C’est une pratique qui s’intensifie dans le Finistère : depuis plusieurs mois, le département multiplie les radiations de bénéficiaires du RSA, plongeant des travailleurs précaires dans une situation financière encore plus fragile. Selon Reporterre, cette politique, qualifiée par certains de « traque des précaires », vise des individus dont ce maigre revenu constitue parfois l’unique soutien. C’est le cas de Cécile, une maraîchère bio de Guengat, dont le procès est prévu ce 15 juin.

Ce qu'il faut retenir

  • Le Finistère radie massivement des bénéficiaires du RSA depuis plusieurs mois.
  • Cécile, maraîchère bio à Guengat, est radiée et son procès se tient ce 15 juin.
  • Cette politique est dénoncée comme une « traque des précaires » par ses détracteurs.
  • Le RSA représente parfois l’unique revenu pour des travailleurs du secteur agricole.

Une ferme bio sous tension en pleine saison maraîchère

À Guengat, dans le Finistère, la ferme bio du Lièvre Blanc s’active en ce mois de juin, période charnière pour les petites exploitations maraîchères. Les serres regorgent de jeunes plants, et les tâches s’enchaînent entre binage, récolte et préparation des commandes. Pourtant, derrière cette activité intense se cache une réalité moins visible : celle de Cécile, co-gérante de l’exploitation, qui dépendait du RSA pour compléter ses revenus.

Pour cette agricultrice, comme pour d’autres paysans bretons, ce soutien social était devenu indispensable pour joindre les deux bouts. « Sans ce revenu, c’est toute notre organisation qui est menacée », confie-t-elle. Pourtant, depuis quelques mois, le département du Finistère durcit les critères de contrôle, entraînant des radiations en cascade. Cécile en fait partie.

Une politique départementale controversée

Le Finistère n’est pas le seul département à durcir les conditions d’attribution du RSA, mais son rythme de radiations suscite l’inquiétude. Selon Reporterre, les services sociaux locaux multiplient les vérifications, parfois au détriment des travailleurs les plus vulnérables. Les associations dénoncent une logique de suspicion systématique, qui fragilise des ménages déjà en grande précarité.

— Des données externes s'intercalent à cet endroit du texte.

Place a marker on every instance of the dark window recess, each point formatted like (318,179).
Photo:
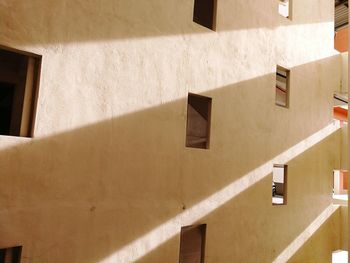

Pour les maraîchers et autres petits exploitants, le RSA représentait souvent un filet de sécurité indispensable. « On nous demande de prouver chaque mois que nos revenus sont insuffisants, alors que notre activité est saisonnière et irrégulière », explique Cécile. « C’est un cercle vicieux : plus on contrôle, plus on exclut ceux qui en ont le plus besoin. »

Un procès symbolique avant une audience décisive

Le procès de Cécile, prévu ce 15 juin devant le tribunal administratif de Quimper, pourrait faire jurisprudence. La maraîchère conteste sa radiation, estimant que les critères appliqués par le département ne tiennent pas compte des spécificités de son activité. Son affaire est suivie de près par les syndicats agricoles et les associations de lutte contre la pauvreté, qui y voient un test pour l’avenir des aides sociales dans la région.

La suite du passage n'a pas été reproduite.